Gains in shares of Apple helped U.S. stocks after Warren Buffett’s Berkshire Hathaway raised its stake in the iPhone maker.
The Labor Department’s closely watched report showed non-farm payrolls increased by 164,000 jobs last month, while the unemployment rate was at 3.9 percent. However, wages edged up only 0.1 percent, easing concerns that inflation pressures were increasing.
“If people were worried about a faster pace of hike, this report should calm those... The curve will likely resume its flattening bias in the long term, but it won’t invert in the foreseeable future,” said Collin Martin, fixed income strategist at Schwab Center for Financial Research in New York.
The U.S. central bank on Wednesday left interest rates unchanged and said it expected annual inflation to run close to its “symmetric” 2 percent target over the medium term.
Yields on U.S. benchmark 10-year notes and 30-year yields earlier slid to two-week lows, while those on two-year notes fell to a one-week trough.
Benchmark 10-year notes last fell 5/32 in price to yield 2.9628 percent, from 2.946 percent late on Thursday.
The Dow Jones Industrial Average rose 255.5 points, or 1.07 percent, to 24,185.65, the S&P 500 gained 25.36 points, or 0.96 percent, to 2,655.09 and the Nasdaq Composite added 98.48 points, or 1.39 percent, to 7,186.63.
The pan-European FTSEurofirst 300 index rose 0.62 percent and MSCI’s gauge of stocks across the globe gained 0.57 percent.
The U.S. dollar rose to its highest levels this year against a basket of currencies despite the weaker-than-expected jobs data.

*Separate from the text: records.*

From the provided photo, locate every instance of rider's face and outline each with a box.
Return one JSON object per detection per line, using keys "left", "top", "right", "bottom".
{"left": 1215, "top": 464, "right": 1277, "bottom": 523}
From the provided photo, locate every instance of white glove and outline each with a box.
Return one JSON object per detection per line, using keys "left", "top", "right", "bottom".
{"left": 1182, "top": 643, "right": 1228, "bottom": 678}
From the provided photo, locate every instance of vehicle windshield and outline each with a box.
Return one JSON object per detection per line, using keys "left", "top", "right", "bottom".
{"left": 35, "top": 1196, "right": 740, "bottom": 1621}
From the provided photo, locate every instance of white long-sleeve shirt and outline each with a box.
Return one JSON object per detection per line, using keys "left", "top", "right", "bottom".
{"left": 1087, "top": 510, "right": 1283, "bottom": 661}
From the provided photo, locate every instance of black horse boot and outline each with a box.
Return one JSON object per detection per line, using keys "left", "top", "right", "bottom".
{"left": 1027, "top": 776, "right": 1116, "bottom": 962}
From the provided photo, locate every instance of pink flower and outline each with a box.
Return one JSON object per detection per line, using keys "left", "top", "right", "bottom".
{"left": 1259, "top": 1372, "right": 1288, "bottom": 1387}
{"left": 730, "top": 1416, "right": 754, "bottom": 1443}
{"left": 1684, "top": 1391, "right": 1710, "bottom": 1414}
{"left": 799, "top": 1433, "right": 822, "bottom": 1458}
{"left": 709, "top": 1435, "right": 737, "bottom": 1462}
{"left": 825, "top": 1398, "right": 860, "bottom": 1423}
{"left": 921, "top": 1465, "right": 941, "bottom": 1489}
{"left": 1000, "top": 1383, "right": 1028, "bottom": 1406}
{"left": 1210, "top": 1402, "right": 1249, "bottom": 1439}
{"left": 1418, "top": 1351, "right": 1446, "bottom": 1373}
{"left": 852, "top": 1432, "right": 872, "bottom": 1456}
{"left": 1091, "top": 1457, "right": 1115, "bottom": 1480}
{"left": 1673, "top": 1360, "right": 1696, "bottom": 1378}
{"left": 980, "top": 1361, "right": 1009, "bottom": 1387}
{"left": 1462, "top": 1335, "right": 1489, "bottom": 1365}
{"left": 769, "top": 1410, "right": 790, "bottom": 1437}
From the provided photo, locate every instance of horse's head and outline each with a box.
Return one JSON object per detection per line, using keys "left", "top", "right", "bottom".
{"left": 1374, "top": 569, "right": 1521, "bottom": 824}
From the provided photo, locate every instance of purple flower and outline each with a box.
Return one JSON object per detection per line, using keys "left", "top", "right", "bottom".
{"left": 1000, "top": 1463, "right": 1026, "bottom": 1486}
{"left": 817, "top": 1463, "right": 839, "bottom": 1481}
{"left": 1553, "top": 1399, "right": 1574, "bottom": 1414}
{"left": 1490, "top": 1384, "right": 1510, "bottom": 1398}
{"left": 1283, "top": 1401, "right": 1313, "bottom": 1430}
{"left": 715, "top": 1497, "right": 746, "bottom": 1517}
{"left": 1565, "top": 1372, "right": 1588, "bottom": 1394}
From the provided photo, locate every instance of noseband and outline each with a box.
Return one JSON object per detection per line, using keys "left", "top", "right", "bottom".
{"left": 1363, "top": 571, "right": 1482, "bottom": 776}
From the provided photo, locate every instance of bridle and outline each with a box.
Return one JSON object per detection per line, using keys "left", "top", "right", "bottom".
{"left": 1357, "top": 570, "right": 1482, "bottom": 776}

The dollar index jumped to 92.90, the highest level since Dec. 28.
The dollar index rose 0.35 percent, with the euro down 0.46 percent to $1.1932.
The dollar has gained as investors bet that the Fed will continue raising rates while other central banks, including the European Central Bank, will act more slowly.
While the Fed is seen raising interest rates at least two more times this year, expectations of policy tightening from the ECB and the Bank of England are receding.
That has driven the difference between German and U.S. government bond yields to near the highest in nearly three decades, with the short-dated and long-dated “transatlantic spread” standing at 305 and 240 basis points respectively.
Investors are also focused on trade tensions between the United States and China. Top officials from Beijing and Washington have reached a consensus on some aspects of the countries’ trade dispute, but disagreements over other issues remain “relatively big,” according to China’s Xinhua news agency.
Talks over the past two days have involved a high-level U.S. trade delegation led by Treasury Secretary Steven Mnuchin and top Chinese officials, following months of threats and counter threats from both sides in a series of disputes over trade practices.
In the oil market, U.S. crude rose 1.4 percent to $69.39 per barrel and Brent was last at $74.58, up 1.3 percent on the day.